Submitted by Judy on Tue, 12/06/2011 - 15:06
Cooqi GF Donuts (the ones from the bakery!)
Remember these? I get lots of requests for the donut recipe from the bakery, and here it is!! We didn't fry our donuts, simply baked them in a special donut-shape pan (looks like this). Which means you can make them at home with a minumum of fuss, and enjoy your own 'Sundays at Cooqi'--any day of the week!

• 2 c.

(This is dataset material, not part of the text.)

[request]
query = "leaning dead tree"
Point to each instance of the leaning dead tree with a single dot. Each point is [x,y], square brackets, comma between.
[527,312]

Cooqi Cake + Pastry Flour
• 2 tsp. baking powder
• 1 tsp. salt
• ½ tsp cinnamon
• ½ tsp nutmeg
• ¾ c. sugar
• 2 T oil or melted butter
• 2 eggs
• ¾ c. rice or cow milk
• 1 tsp vanilla
Preheat oven to 350°F. Spray donut baking pans well with oil.
Combine flour, baking powder, salt, and spices in a small bowl and set aside. In bowl of electric stand mixer fitted with the whip attachment, mix together sugar, oil or butter, eggs, milk, and vanilla. With mixer running on low, slowly incorporate dry ingredients until batter is smooth (it will be quite wet). Cover and chill in refrigerator for 30 minutes.
Spoon chilled batter into prepared donut pans and smooth with a spatula or the back of a spoon to spread evenly. Bake for 8 minutes at 350, turn pans in oven, and bake for an additional 2-3 minutes. Remove donuts from pan to a cooling rack immediately after taking them from the oven. Allow to cool thoroughly. Dip in glaze or powdered sugar when cool.
Donut Glaze
This is not really so much a recipe as it is a general list of ingredients you mix until you get it to the right consistency/taste. You start with powdered sugar (say, 1 c.). If you want chocolate glaze, add cocoa powder (start with a couple tablespoons, add more as you see fit). If you want other flavors (vanilla, lemon, maple, etc.), add about 1-2 tsp of the relevant extract. Then, add water to the sugar/mix in increments of 1 tablespoon at a time, and whisk very throughly until the glaze attains the consistency you want--not too liquidy, not too stiff. If it gets too wet, just add more of the dry ingredients again. Be conservative when adding water, as a little goes a surprisingly long way.
When your glaze is to your liking, you can spoon it over cooled donuts, or dunk the donuts right into the glaze. If you want stripes or fancy patterns, mix it up (though I don't recommend double-dunking, for potentially obvious reasons).